Kemija u Industriji (Jan 2011)
Calcium Aluminate Cement Hydration Model
Abstract
Calcium aluminate cement (AC) is a very versatile special cement used for specific applications. As the hydration of AC is highly temperature dependent, yielding structurally different hydration products that continuously alter material properties, a good knowledge of thermal properties at early stages of hydration is essential. The kinetics of AC hydration is a complex process and the use of single mechanisms models cannot describe the rate of hydration during the whole stage.This paper examines the influence of temperature (ϑ=5–20 °C) and water-to-cement mass ratio (mH /mAC = 0.4; 0.5 and 1.0) on hydration of commercial iron-rich AC ISTRA 40 (producer: Istra Cement, Pula, Croatia, which is a part of CALUCEM group), Figs 1–3. The flow rate of heat generation of cement pastes as a result of the hydration reactions was measured with differential microcalorimeter. Chemically bonded water in the hydrated cement samples was determined by thermo-gravimetry.Far less heat is liberated when cement and water come in contact for the first time, Fig. 1, than in the case for portland cement (PC).
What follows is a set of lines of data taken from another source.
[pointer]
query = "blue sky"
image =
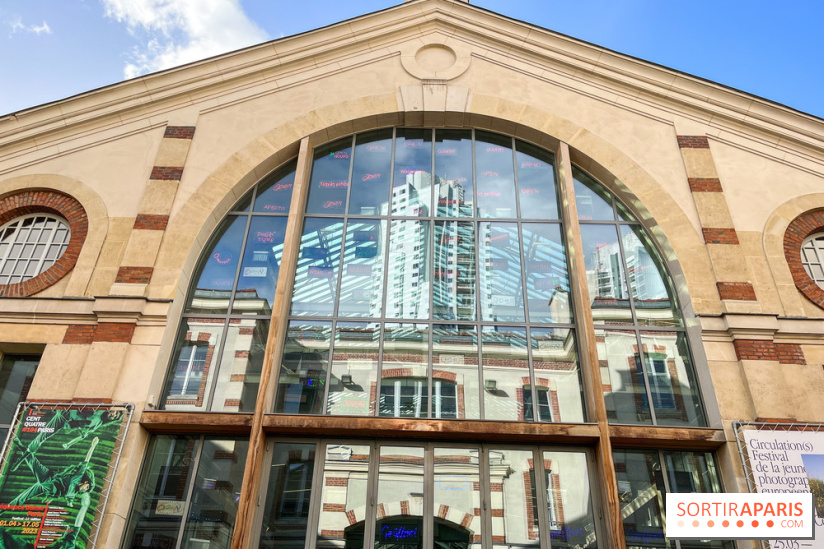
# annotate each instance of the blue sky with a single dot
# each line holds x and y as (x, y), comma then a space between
(51, 49)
Higher water-to-cement ratio increases the heat evolved at later ages (Fig. 3) due to higher quantity of water available for hydration. A significant effect of the water-to-cement ratio on the hydration rate and hydration degree showed the importance of water as being the limiting reactant that slows down the reaction early. A simplified stoichiometric model of early age AC hydration (eq. (8)) based on reaction schemes of principal minerals, nominally CA, C12A7 and C4AF (Table 1), was employed. Hydration kinetics after the induction period (ϑ < 20 °C) had been successfully described (Fig. 4 and Table 2) by a proposed model (eq. (23)) which simultaneously comprised three main mechanisms: nucleation and growth, interaction at phase boundary, and mass transfer. In the proposed kinetic model the nucleation and growth is proportional to the amount of reacted minerals (eq. (18)), the interaction at phase boundary was described by a bimolecular consumption of both reactants (eq. (19)), cement and free water, while the mass transfer mechanism was described relative to the limiting reactant (eq. (21)).Increasing temperature from 5 to 20 °C decreases the rate of nucleation and growth (NR) (Fig. 6), increases the rate of interaction (I) according to Arrhenius law (E12 ≈43 kJ mol-1) (Fig. 7), and increases the rate of mass transfer (k) linearly (Fig. 8).